Я сидел, слушал историю его злоключений, и по моим щекам катились слезы. Оказывается, моему одинокому брату не к кому было обратиться за помощью — все друзья куда-то испарились, а других фабрик по производству футляров для трубок поблизости не было (к тому времени их выпуск перестал быть рентабельным).
Я пришел к Генри, чтобы занять пару центов — на худой конец, четверть доллара, но у него не было ни гроша, не хватало еще просить у нищего. Скорее уж, наоборот, мне следовало бы отправиться домой и наскрести где-нибудь деньжат для него, но я так же, как и он, уже давно и безуспешно бился головой о каменную стену.

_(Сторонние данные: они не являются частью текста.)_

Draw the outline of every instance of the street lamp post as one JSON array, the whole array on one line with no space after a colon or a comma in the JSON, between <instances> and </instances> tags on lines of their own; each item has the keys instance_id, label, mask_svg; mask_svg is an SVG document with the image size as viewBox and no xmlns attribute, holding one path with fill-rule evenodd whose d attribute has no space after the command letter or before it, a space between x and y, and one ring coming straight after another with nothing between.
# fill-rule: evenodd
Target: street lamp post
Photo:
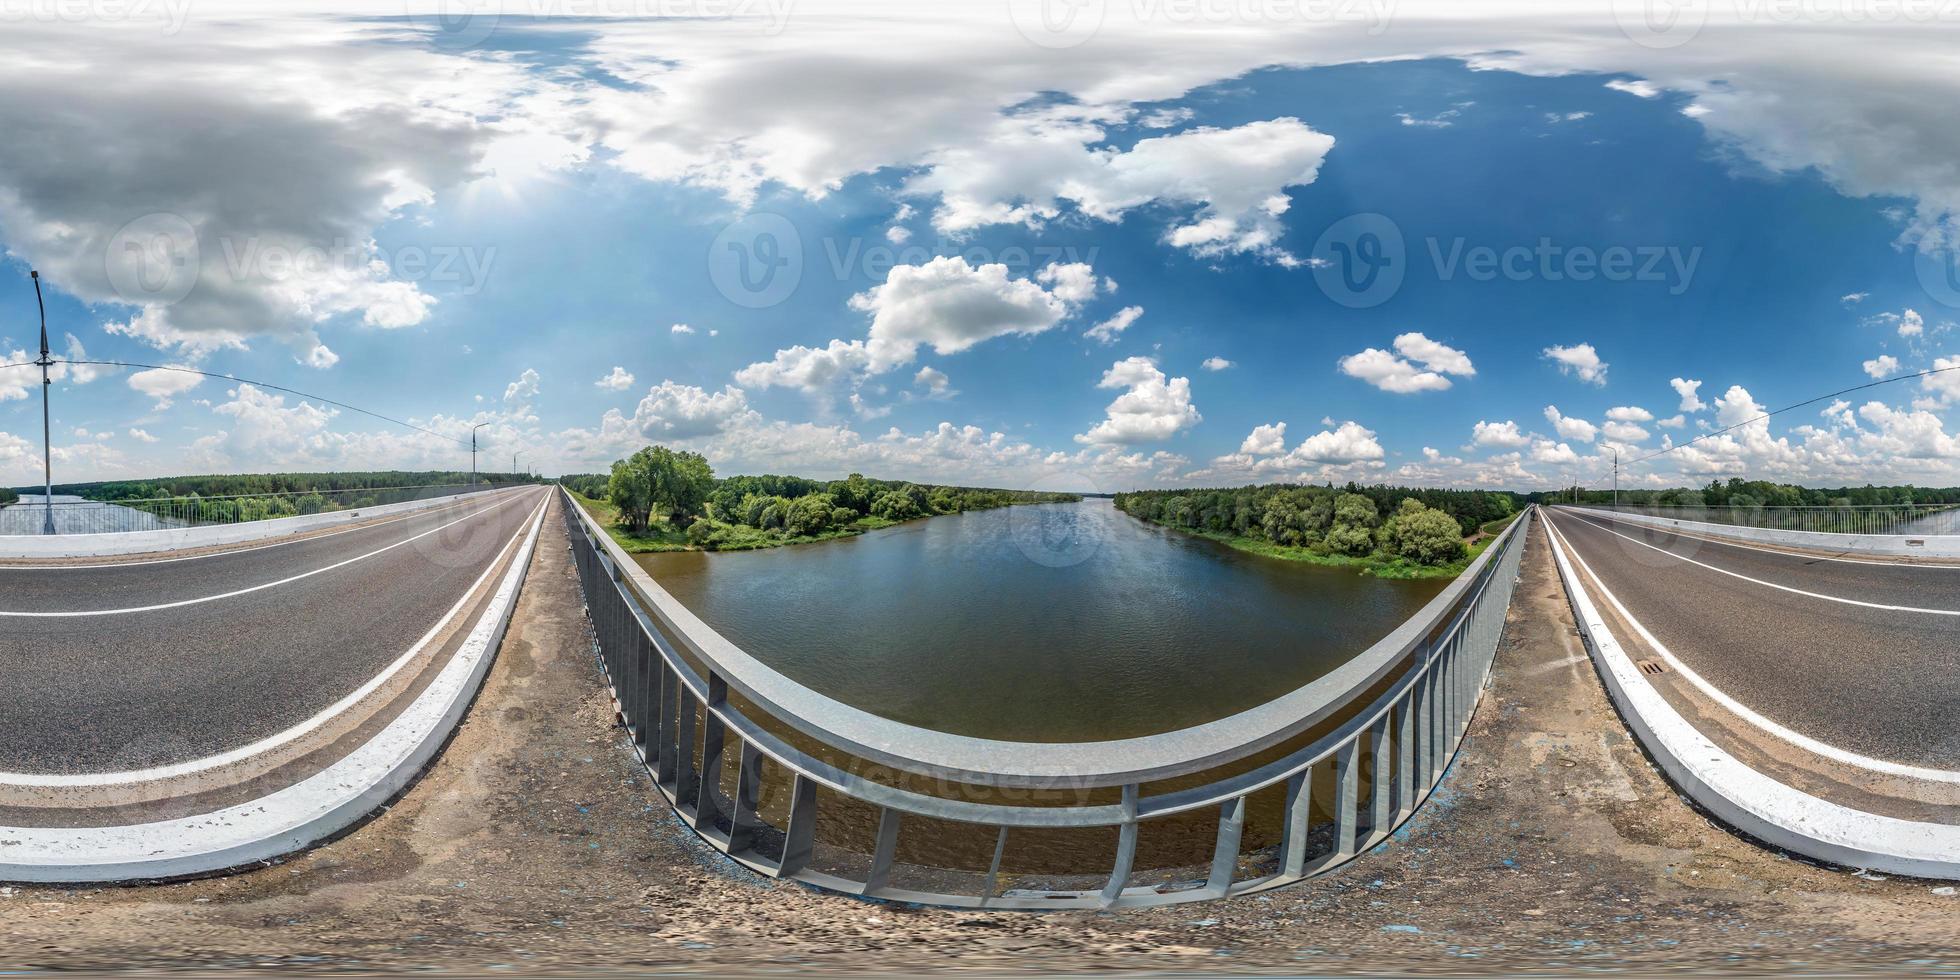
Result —
<instances>
[{"instance_id":1,"label":"street lamp post","mask_svg":"<svg viewBox=\"0 0 1960 980\"><path fill-rule=\"evenodd\" d=\"M476 486L476 430L489 424L478 422L470 428L470 486Z\"/></svg>"},{"instance_id":2,"label":"street lamp post","mask_svg":"<svg viewBox=\"0 0 1960 980\"><path fill-rule=\"evenodd\" d=\"M34 280L34 307L41 313L41 358L35 364L41 366L41 506L47 513L47 522L41 533L54 533L54 446L48 435L48 386L54 381L48 377L48 369L54 366L54 358L48 356L48 305L41 299L41 272L29 269L29 278Z\"/></svg>"},{"instance_id":3,"label":"street lamp post","mask_svg":"<svg viewBox=\"0 0 1960 980\"><path fill-rule=\"evenodd\" d=\"M510 454L510 475L512 479L515 479L517 477L517 457L524 455L528 451L529 450L520 449Z\"/></svg>"}]
</instances>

Мы вместе вышли из его дома и отправились к железнодорожной станции по темной, грязной дороге, пролегающей по отталкивающим, гадким местам. Мы пожали друг другу руки, попытались улыбнуться и распрощались. Я видел своего двоюродного брата Генри в последний раз.
В средней школе у меня был только один соперник — такой же интеллектуал, как и я, но гораздо более серьезный и амбициозный ученик. Он поставил перед собой цель стать президентом Соединенных Штатов — ни больше ни меньше. Его отец был сапожником и иммигрантом с Сицилии, однако скромное происхождение только подогревало пыл неуемного отпрыска, которого к тому же в семье очень любили и поддерживали во всех начинаниях.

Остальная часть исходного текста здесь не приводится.